Supporting Math and Science Skills
Through playing with blocks, children develop their number skills. Through touch and sight, children are able to recognize how blocks fit together, stack with one another, and create patterns. As children learn to build blocks and manipulate structures, they are also exploring numbers, symmetry, patterns, and balance. Blocks allow children to learn one-to-one correspondence and the value of multiple objects together. They instinctively compare sizes, lengths, and amounts of building blocks. While playing, children also learn about gravity, weight, stability, balance, and cause and effect concepts. These skills build a foundation for later number skills, mathematical skills, and science skills that children will develop.

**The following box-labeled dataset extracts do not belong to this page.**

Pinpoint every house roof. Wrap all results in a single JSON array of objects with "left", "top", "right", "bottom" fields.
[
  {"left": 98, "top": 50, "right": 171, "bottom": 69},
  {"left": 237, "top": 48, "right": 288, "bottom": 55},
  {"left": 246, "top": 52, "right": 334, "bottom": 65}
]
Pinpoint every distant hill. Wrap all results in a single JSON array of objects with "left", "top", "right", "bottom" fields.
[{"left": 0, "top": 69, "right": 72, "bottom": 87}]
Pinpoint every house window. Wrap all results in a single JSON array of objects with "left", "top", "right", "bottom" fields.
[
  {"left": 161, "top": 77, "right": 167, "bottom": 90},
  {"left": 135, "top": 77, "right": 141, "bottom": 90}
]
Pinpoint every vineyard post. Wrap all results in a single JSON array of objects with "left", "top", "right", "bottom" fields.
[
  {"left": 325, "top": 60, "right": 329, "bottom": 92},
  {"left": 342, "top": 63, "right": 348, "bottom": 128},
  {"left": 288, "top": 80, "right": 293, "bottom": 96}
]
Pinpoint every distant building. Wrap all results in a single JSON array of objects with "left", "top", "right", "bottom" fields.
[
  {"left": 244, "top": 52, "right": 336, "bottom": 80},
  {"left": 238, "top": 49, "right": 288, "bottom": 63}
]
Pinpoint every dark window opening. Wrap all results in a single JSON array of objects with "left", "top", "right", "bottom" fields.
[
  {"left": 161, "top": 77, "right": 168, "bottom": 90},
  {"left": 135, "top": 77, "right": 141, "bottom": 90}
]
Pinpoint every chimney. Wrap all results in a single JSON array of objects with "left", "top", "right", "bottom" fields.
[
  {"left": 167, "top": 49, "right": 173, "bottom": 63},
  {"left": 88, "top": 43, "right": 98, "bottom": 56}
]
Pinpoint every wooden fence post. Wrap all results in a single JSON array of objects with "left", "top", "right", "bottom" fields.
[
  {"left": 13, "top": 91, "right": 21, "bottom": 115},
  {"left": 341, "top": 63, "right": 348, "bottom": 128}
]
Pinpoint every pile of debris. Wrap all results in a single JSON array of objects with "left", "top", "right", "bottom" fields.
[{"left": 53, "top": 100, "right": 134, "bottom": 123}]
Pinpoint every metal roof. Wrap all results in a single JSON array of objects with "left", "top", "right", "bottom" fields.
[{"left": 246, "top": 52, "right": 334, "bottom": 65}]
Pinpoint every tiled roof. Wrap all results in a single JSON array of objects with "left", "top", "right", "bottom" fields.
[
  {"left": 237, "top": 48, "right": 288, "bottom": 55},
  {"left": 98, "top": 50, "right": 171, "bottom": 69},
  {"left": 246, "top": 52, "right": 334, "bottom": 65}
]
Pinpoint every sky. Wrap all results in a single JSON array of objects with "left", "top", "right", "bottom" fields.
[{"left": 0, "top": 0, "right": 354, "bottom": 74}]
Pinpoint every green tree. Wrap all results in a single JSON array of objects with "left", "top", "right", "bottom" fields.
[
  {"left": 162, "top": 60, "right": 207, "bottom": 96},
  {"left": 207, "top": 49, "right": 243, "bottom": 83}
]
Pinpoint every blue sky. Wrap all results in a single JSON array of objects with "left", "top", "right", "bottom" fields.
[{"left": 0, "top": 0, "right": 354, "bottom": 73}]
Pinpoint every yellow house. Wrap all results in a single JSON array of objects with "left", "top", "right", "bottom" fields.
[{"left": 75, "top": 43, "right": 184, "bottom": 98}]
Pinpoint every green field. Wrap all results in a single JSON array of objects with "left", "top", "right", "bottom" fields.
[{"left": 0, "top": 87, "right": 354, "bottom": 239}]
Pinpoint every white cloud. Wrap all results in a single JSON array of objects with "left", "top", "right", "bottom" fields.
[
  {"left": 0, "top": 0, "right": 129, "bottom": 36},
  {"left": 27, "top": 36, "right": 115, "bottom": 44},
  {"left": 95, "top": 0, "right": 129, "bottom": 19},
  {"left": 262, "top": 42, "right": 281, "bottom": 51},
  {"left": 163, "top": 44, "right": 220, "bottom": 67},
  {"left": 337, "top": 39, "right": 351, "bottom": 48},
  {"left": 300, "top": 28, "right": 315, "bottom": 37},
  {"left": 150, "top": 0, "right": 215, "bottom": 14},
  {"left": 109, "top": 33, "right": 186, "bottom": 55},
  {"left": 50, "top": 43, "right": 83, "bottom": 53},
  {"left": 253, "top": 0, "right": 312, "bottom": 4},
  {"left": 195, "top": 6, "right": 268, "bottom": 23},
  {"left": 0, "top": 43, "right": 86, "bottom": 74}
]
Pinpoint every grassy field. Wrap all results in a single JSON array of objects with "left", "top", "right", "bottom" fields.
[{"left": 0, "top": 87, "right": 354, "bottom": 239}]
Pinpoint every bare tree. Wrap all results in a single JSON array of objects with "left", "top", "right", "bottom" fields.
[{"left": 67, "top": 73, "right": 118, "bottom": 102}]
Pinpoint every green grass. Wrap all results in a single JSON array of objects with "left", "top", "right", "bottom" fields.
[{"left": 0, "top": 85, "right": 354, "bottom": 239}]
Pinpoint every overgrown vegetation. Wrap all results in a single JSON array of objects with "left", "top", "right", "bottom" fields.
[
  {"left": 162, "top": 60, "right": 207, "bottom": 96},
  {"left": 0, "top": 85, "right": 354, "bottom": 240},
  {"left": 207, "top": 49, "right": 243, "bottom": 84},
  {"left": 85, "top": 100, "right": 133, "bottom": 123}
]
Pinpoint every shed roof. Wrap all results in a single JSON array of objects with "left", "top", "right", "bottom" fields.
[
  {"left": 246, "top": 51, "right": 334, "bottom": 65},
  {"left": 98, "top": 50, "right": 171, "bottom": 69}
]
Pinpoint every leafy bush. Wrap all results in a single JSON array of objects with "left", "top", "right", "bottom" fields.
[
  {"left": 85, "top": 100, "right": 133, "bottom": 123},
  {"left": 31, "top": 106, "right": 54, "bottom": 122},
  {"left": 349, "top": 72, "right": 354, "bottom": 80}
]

Beginning to Play With Building Blocks
Using building blocks is a way for children to develop physically, cognitively, socially and emotionally. Specifically, helping your child imitate basic block structures supports development in these areas. Through direct block building imitation practice, children can copy and create a basic block structure. Children will be able to imitate the block structure from one made in front of them or by using an image. This lesson below, used in our Language Builder:
Academic Readiness Intervention System (ARIS), Lesson 63 - “Block Imitation” outlines how to support your child:
Excerpt from Lesson 63 (ARIS): Block Imitation
Using the Language Builder Blocks, pull all blocks that have at least one identical match (so for every block you pull from the collection it has a matching block). It is important the blocks match so the child can easily recreate the structure.
1. Sit facing the child. Make sure you have their attention.

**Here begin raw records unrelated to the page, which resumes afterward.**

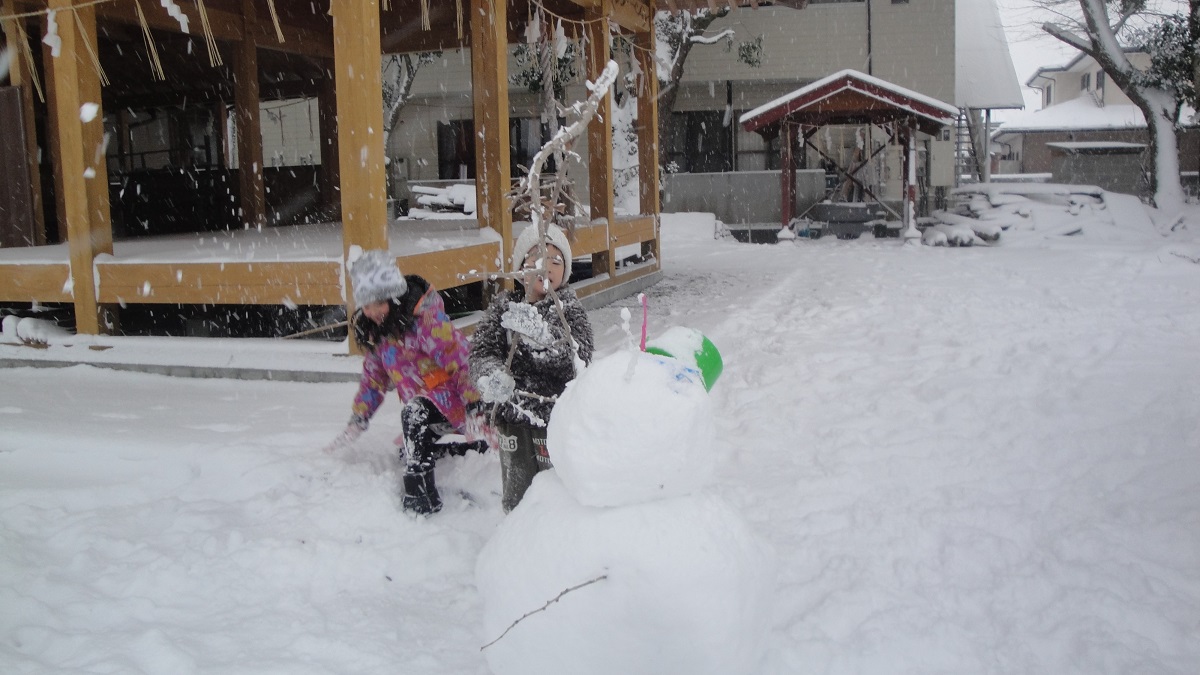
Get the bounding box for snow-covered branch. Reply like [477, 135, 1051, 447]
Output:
[689, 28, 736, 44]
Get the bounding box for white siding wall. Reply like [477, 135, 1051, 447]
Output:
[680, 0, 954, 103]
[871, 0, 955, 104]
[1051, 53, 1150, 106]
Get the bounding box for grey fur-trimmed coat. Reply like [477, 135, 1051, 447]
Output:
[470, 286, 594, 426]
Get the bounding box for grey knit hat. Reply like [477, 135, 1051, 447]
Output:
[350, 249, 408, 307]
[512, 225, 571, 286]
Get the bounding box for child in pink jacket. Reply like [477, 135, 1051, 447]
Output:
[326, 250, 487, 514]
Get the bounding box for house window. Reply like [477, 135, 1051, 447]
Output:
[509, 118, 554, 178]
[438, 118, 554, 180]
[438, 120, 475, 180]
[659, 110, 733, 173]
[733, 124, 780, 171]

2. Place blocks on the table. Build a simple structure with the blocks.
If the child is new to block imitation or struggling, begin with two-block structures. If available, using color-coded blocks can create an additional visual support.
3. Place the corresponding blocks on the table, scattered in front of the child.
4. Give the instruction, “Build this” pointing to the structure you just built.
5. Allow the student to pause between each block to allow time for processing before prompting.
6. Prompt if necessary.
7. Reinforce the child as appropriate when the structure is completed by saying “good job” or giving a small reward to the child.
8. Create new structures for the child to imitate as appropriate. Increase the number of blocks in the structure one at a time.
If the child is new to building with blocks, they may require additional support. While they are learning, introducing only one block at a time can help scaffold independence. You may prompt them by pointing to the blocks and repeating instructions. Model holding the blocks and if needed, practice holding and placing the blocks with your hands over theirs.
Once your child has mastered imitation block building, the activity can be generalized to having the child practice block building in more natural settings such as recess or free time. Continued communication about what the child is building, the shapes and colors they are using, and narration of how they are building are language skills that can be supported through this activity.
As your child continues to make progress in imitation of block structures, you can continue to create more complex structures, focusing on the colors and shapes of the blocks you are using, allow the child to create their own structures, and incorporate your creations into imaginative play!